We were all asked whether we’d come to writing ‘lately’, or whether we’ve always been writers. We agreed that we’ve all been writing ever since we can remember. Asked also whether we had to let a novel ‘fade’ from our imaginations after we’d finished it before we could embark upon another, we each offered different responses: Matthew writes all the time and is usually working on several books at once – he knocks out 2,000 words a day, even if sometimes he knows it is rubbish and he will have to discard some of it; Laura writes regularly, but in different genres – she writes short stories between novels and also said that she was very organised when writing The Museum of Atheism which, with a detailed outline on a spreadsheet, she wrote in twenty-four days, a chapter a day, all in November, following the NaNoWriMo concept; I usually take a brief break after completing a novel, but I’ve started on the next DI Yates book now. I feel that being an author is a bit like being a member of the fashion industry: your mind is already on the next season’s work while your readers are still consuming this season’s product.

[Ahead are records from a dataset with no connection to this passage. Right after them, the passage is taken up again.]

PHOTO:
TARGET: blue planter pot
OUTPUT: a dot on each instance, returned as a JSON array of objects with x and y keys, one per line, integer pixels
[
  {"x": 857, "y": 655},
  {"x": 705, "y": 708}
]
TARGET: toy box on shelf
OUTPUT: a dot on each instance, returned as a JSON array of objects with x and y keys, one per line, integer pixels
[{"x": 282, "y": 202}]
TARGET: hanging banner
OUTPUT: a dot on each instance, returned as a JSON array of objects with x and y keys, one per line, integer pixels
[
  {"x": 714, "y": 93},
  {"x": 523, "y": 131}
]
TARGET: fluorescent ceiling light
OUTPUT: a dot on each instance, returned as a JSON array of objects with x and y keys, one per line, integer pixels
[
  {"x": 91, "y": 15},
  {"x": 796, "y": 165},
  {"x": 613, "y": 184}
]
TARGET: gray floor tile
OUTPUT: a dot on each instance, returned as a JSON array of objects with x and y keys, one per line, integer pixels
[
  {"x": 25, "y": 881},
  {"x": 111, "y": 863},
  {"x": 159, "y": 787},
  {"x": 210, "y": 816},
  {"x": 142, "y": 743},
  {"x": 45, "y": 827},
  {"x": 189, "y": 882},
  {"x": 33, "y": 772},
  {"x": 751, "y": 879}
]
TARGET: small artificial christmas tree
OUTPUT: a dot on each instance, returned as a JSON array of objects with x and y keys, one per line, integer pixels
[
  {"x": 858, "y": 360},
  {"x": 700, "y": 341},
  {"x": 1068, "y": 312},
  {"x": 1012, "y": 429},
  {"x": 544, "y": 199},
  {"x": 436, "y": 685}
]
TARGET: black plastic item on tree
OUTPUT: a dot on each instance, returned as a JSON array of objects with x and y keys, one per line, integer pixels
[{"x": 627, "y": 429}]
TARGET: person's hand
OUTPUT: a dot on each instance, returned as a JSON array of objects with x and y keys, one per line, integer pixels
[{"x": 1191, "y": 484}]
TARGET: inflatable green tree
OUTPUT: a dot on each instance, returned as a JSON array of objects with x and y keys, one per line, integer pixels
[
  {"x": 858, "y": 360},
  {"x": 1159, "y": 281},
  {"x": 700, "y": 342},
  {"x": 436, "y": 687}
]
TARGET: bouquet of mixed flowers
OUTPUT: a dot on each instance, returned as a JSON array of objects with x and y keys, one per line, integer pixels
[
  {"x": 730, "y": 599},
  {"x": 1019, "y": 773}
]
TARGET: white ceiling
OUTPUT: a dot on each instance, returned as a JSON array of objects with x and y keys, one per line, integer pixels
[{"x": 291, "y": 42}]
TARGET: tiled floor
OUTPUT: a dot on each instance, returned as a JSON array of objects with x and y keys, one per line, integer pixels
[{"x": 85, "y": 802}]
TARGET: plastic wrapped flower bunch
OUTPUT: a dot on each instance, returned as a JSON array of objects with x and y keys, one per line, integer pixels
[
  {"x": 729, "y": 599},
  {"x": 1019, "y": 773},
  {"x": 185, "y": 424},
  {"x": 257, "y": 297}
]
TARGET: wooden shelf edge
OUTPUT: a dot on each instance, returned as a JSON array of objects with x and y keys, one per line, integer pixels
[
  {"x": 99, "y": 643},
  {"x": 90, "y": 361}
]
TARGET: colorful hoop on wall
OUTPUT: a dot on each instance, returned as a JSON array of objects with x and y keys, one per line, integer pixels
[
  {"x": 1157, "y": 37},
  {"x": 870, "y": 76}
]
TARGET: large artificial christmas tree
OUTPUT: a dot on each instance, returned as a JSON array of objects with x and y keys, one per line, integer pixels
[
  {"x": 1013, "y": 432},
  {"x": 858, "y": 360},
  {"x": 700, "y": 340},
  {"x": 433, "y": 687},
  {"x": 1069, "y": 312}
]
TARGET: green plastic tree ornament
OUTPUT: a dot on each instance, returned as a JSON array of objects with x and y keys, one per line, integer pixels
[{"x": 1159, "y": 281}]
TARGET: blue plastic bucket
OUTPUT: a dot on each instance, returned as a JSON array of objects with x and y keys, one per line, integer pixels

We all paid tribute to Salt Publishing, which we agreed is an uncompromising publisher setting high standards. We were also united in saying that we aren’t interested in the ‘blood-and-guts’ style of crime writing.
On behalf of the three of us, I’d like to thank Sam and the staff at Gower Street for their wonderful hospitality. I’d especially like to thank all of you who attended for being such a generous and receptive audience, for making such constructive contributions to the discussion and, of course, for buying or ordering our books! It was good to meet some new friends – some of whom I’ve only previously ‘met’ through Twitter. Finally, a big thank-you to numerous well-wishers who were unable to come (some of you based in countries very far away), but who sent kind and encouraging messages and helped to advertise the occasion. We hope to meet you all one day at future events.
All in all, it was a very memorable evening indeed!
A lovely Friday conversation with Jan Smedh, joint proprietor of The English Bookshop in Uppsala, a thriving independent business…
I’m delighted and very proud to discover that Almost Love has been chosen as the British Crime novel of the month by The English Bookshop in Uppsala. I asked Jan Smedh, who, with his business partner Christer, is joint proprietor of the shop, if I could call him. He kindly agreed to talk to me today, although he was busy making final preparations for his absence: he and his wife and three sons are about to leave for a holiday in Greece.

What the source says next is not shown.